Penangganan cyberporn agar tidak menyebar luas dan menjadi
konsumsi masyarakat yang dapat merugikan generasi ke depan tidaklah semudah melakukan pemberantas karena
kejahatan ini tanpa mengenal batas teritorial antar negara. Kejahatan cyberporn
ini sendiri selalu menggunakan sarana jaringan melalui internet di negara-negara
dunia dewasa ini semakin berkembang pesat. Kehadiran internet tidak dapat
dielakkan lagi sebagai penunjang untuk mengakses cyberporn melalui
komputer, handpone dan lain sebagainya. Dalam penangganan cyberporn,
Indonesia memiliki Undang-Undang Nomor 11 Tahun 2008 tentang Informasi dan
Transaksi Elektronik, namun undang-undang tidaklah sepenuhnya mampu menjerat
pelakunya untuk tidak melakukan perbuatan cyberporn karena kejahatan ini
merupakan kejahatan yang berbasis teknologi sehingga upaya penangkalan
membutuhkan teknologi juga agar lebih efektif.
Meski Indonesia
menduduki peringkat pertama dalam kejahatan dunia pada tahun 2004, akan tetapi jumlah kasus yang diputuskan oleh
pengadilan tidaklah banyak. Dalam hal
ini angka kejahatan cyberporn melalui komputer dengan jaringan internet
cukup banyak namun penyidikan dan proses peradilan hampir tidak ada termasuk
berupa laporan dari masyarakat tentang penyalahgunaan computer dengan
jaringannya internet. Hambatan
penanganan kasus cyberporn di Indonesia adalah :
1. Kejahatan cyberporn merupakan kejahatan dengan dimensi
high-tech, dan aparat penegak hukum belum sepenuhnya memahami apa itu cyberporn
dalam dunia cyber crime. Dengan kata lain kondisi sumber daya manusia
khususnya aparat penegak hukum masih lemah. Hal ini terkait dengan begitu
banyak kejahatan cyberporn yang terjadi belum mendapatkan penanganan
khusus.
2. Ketersediaan dana atau anggaran untuk pelatihan SDM sangat minim
sehingga institusi penegak hukum kesulitan untuk mengirimkan mereka mengikuti
pelatihan baik di dalam maupun luar negeri. Hal ini disebabkan karena
pemerintah masih menganggap kejahatan dunia maya bukan ancaman besar negara.

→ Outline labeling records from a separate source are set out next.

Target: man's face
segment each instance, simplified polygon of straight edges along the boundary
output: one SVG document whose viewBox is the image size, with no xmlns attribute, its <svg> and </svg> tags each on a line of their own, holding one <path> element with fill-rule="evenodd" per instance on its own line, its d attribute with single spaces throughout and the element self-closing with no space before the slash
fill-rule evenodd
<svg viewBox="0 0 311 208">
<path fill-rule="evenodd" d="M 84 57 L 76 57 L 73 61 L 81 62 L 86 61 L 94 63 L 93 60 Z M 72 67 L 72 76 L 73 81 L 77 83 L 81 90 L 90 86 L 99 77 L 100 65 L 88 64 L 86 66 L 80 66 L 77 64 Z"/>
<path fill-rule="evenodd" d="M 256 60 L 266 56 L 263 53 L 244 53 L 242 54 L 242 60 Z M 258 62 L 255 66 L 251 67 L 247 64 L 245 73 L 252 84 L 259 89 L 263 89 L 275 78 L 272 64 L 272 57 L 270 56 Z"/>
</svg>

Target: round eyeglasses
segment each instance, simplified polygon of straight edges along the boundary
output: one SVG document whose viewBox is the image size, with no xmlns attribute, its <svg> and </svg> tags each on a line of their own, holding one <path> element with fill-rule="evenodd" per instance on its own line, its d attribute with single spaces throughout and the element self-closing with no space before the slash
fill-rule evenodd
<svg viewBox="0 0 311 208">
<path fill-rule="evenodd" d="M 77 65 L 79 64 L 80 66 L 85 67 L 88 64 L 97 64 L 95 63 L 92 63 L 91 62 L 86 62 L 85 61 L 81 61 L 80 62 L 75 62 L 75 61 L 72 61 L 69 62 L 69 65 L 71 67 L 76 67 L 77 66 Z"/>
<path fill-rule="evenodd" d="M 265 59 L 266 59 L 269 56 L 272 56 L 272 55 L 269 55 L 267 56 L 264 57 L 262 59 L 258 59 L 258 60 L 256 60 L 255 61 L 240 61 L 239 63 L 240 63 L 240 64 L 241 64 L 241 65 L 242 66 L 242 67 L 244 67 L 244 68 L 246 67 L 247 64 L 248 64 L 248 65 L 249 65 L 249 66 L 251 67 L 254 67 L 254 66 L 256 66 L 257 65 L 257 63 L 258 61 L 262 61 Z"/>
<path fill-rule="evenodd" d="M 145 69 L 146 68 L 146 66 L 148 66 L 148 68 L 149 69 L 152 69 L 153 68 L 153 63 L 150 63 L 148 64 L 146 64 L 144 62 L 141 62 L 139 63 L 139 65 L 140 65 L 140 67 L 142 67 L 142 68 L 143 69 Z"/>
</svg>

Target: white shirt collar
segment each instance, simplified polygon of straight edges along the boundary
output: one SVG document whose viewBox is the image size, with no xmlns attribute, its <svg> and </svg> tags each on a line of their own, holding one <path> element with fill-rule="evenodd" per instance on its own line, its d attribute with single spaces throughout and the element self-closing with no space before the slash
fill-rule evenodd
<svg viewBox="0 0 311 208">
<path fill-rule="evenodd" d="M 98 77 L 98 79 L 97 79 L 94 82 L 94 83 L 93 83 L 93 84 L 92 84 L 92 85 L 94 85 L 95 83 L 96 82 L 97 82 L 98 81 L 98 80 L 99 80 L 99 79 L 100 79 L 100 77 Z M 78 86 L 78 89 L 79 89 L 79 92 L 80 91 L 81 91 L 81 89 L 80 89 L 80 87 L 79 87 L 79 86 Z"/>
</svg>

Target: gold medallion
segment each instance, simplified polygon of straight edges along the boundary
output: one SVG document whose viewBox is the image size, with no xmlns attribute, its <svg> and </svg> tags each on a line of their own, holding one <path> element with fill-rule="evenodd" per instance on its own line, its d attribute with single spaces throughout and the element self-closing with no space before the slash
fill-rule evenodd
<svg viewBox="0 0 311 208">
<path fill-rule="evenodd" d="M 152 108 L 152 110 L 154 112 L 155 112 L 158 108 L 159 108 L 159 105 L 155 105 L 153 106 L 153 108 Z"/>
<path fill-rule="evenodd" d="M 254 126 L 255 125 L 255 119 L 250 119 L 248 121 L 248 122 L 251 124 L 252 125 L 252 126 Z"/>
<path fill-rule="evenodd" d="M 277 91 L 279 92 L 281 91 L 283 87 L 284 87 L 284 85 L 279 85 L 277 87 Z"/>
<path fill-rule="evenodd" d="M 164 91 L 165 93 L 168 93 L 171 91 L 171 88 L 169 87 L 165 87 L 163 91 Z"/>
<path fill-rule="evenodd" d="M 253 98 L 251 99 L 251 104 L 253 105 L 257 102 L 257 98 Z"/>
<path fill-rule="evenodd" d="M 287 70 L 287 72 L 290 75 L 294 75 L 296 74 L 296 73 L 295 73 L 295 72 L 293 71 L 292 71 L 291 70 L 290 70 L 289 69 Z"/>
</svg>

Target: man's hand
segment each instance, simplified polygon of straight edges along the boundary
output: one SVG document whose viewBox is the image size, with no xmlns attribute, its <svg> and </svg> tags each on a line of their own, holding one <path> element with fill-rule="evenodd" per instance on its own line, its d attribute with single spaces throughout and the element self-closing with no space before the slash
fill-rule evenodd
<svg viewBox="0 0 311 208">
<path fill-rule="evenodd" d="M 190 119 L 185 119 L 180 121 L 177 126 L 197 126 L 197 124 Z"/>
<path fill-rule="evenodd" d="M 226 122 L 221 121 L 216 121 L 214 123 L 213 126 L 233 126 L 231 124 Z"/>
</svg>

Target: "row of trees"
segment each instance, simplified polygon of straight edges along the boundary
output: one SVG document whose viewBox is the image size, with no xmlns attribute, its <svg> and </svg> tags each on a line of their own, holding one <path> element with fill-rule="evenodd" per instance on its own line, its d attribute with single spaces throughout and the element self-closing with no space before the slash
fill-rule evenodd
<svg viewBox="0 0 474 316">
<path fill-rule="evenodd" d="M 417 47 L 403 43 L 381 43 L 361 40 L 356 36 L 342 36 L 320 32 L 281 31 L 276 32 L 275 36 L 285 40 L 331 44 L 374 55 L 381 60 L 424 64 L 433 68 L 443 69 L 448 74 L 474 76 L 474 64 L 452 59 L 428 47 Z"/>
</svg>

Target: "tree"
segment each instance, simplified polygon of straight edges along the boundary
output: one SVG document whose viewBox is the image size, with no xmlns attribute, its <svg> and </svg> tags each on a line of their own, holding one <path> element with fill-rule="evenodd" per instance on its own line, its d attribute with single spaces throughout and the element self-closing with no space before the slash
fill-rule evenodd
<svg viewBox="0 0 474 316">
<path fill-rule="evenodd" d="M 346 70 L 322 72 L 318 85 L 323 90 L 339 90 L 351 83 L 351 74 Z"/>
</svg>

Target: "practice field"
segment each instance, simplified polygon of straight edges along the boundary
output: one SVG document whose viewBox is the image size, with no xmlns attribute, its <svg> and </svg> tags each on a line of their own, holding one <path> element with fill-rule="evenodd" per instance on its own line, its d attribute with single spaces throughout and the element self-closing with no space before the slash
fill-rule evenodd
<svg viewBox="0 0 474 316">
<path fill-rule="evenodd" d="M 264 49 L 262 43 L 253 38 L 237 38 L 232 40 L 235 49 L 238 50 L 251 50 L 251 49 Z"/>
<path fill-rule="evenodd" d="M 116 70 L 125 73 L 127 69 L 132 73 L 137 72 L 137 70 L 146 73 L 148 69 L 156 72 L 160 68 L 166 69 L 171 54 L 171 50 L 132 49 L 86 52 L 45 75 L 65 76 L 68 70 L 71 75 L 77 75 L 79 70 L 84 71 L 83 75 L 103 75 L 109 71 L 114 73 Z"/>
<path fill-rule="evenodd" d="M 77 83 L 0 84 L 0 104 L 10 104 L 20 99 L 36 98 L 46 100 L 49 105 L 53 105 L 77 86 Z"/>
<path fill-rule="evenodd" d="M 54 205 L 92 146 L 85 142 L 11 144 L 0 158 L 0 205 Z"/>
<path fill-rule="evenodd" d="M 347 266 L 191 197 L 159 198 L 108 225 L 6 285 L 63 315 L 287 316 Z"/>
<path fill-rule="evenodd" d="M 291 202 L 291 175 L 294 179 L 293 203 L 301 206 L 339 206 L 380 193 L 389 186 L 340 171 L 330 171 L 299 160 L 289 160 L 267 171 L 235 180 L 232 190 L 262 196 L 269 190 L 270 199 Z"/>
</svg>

3. Ketiadaan Laboratorium Forensik Komputer di Indonesia menyebabkan
waktu dan biaya besar. Untuk membuktikan jejak-jejak para hacker
dan cracker dalam melakukan aksinya terutama yang berhubungan dengan
program-program dan data-data komputer, sarana POLRI belum memadai karena belum
ada komputer forensik. Fasilitas ini diperlukan untuk mengungkap data-data
digital serta merekam dan menyimpan bukti bukti berupa softcopy (image,
program, dsb). Contohnya pada kasus Dani Firmansyah
yang menghack situs KPU, POLRI harus membawa harddisk ke Australia untuk
meneliti jenis kerusakan yang ditimbulkan oleh hacking tersebut.

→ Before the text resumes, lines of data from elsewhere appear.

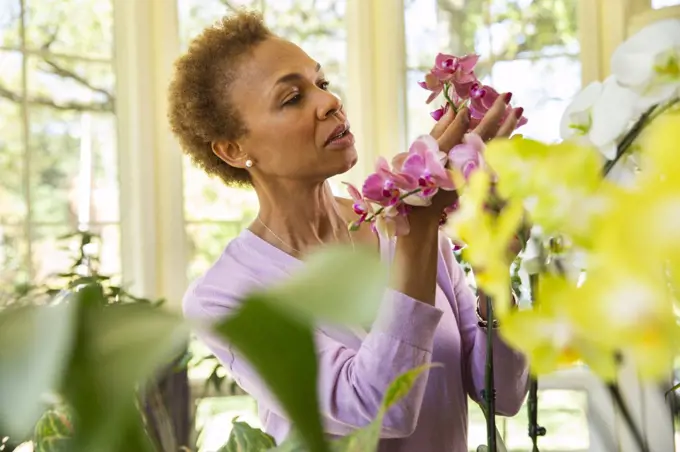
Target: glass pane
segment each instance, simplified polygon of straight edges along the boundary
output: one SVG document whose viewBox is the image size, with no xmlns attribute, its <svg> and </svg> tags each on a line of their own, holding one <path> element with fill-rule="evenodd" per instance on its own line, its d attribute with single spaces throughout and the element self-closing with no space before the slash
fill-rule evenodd
<svg viewBox="0 0 680 452">
<path fill-rule="evenodd" d="M 26 46 L 34 50 L 110 59 L 113 5 L 110 0 L 24 0 Z"/>
<path fill-rule="evenodd" d="M 251 427 L 262 428 L 257 416 L 257 403 L 250 396 L 200 399 L 196 407 L 196 430 L 201 432 L 198 450 L 207 452 L 224 446 L 235 417 Z"/>
<path fill-rule="evenodd" d="M 30 130 L 33 221 L 74 227 L 117 221 L 112 115 L 36 106 Z"/>
<path fill-rule="evenodd" d="M 76 230 L 68 226 L 34 226 L 32 228 L 32 265 L 34 280 L 45 281 L 55 273 L 72 269 L 79 256 L 80 238 L 70 236 Z M 90 232 L 101 237 L 95 242 L 99 256 L 97 271 L 103 275 L 120 275 L 120 229 L 117 225 L 92 225 Z M 68 236 L 65 238 L 65 236 Z"/>
<path fill-rule="evenodd" d="M 404 1 L 406 67 L 426 70 L 437 55 L 437 1 Z"/>
<path fill-rule="evenodd" d="M 265 20 L 321 63 L 331 90 L 345 98 L 347 29 L 345 0 L 277 0 L 266 2 Z"/>
<path fill-rule="evenodd" d="M 30 100 L 63 110 L 113 112 L 114 73 L 108 63 L 49 55 L 28 59 Z"/>
<path fill-rule="evenodd" d="M 26 252 L 24 229 L 0 224 L 0 308 L 15 299 L 17 285 L 27 282 Z"/>
<path fill-rule="evenodd" d="M 539 438 L 541 451 L 587 451 L 588 396 L 583 391 L 550 389 L 538 392 L 538 423 L 548 431 Z M 506 420 L 505 445 L 508 450 L 531 450 L 527 434 L 526 403 L 520 413 Z"/>
<path fill-rule="evenodd" d="M 238 236 L 250 221 L 188 224 L 189 279 L 194 280 L 203 274 L 217 260 L 229 241 Z"/>
<path fill-rule="evenodd" d="M 21 0 L 0 0 L 0 46 L 21 46 L 20 24 Z"/>
<path fill-rule="evenodd" d="M 184 214 L 189 221 L 247 222 L 258 210 L 254 190 L 227 187 L 184 158 Z"/>
<path fill-rule="evenodd" d="M 502 61 L 493 66 L 494 87 L 512 91 L 513 104 L 524 107 L 529 122 L 519 129 L 528 138 L 559 139 L 560 118 L 581 86 L 581 63 L 575 57 Z"/>
<path fill-rule="evenodd" d="M 0 93 L 0 224 L 8 224 L 21 222 L 26 216 L 21 55 L 0 52 L 0 71 L 0 90 L 5 91 Z"/>
<path fill-rule="evenodd" d="M 667 6 L 678 6 L 680 0 L 652 0 L 652 8 L 661 9 Z"/>
<path fill-rule="evenodd" d="M 491 0 L 494 60 L 577 54 L 578 0 Z"/>
</svg>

4. Citra lembaga peradilan yang belum membaik, meski berbagai upaya
telah dilakukan. Masyarakat menilai, dari berbagai kasus yang ditangani oleh
lembaga peradilan, penangannya agak lambat dan lama. Buruknya citra ini
menyebabkan orang atau korban untuk menyerahkan kasusnya ke kepolisian untk
ditangani.
5. Kesadaran hukum untuk melaporkan kasus ke kepolisian rendah. Hal ini dipicu oleh citra lembaga peradilan
itu sendiri yang kurang baik, faktor lain adalah korban tidak ingin kelemahan
dalam sistem komputernya diketahui oleh umum, yang berarti akan mempengaruhi
kinerja perusahaan dan web masternya.
Kejahatan cyberporn
merupakan kejahatan yang perlu mendapatkan perhatian serius karena kejahatan
ini berdampak buruk pada perkembangan moral masyarakat. Menurut Roberto
mengenai cyberporn mengatakan bahwa kendala sulitnya memberantas cyberporn
oleh penegak hukum yaitu kepolisian karena ada beberapa faktor yang membuat kejahatan melalui internet dan handpone,
telepon sangat sulit untuk diberantas, yaitu:
1. Faktor utama adalah dunia internet yang
tidak mungkin bisa dibatasi. Akses orang untuk membuka situs atau website
terbuka lebar walaupun sudah ada pembatasan atau pemblokiran misalkan website
yang ada di Indonesia situs yang berbau porno yang terdaftar di (dot)co (dot)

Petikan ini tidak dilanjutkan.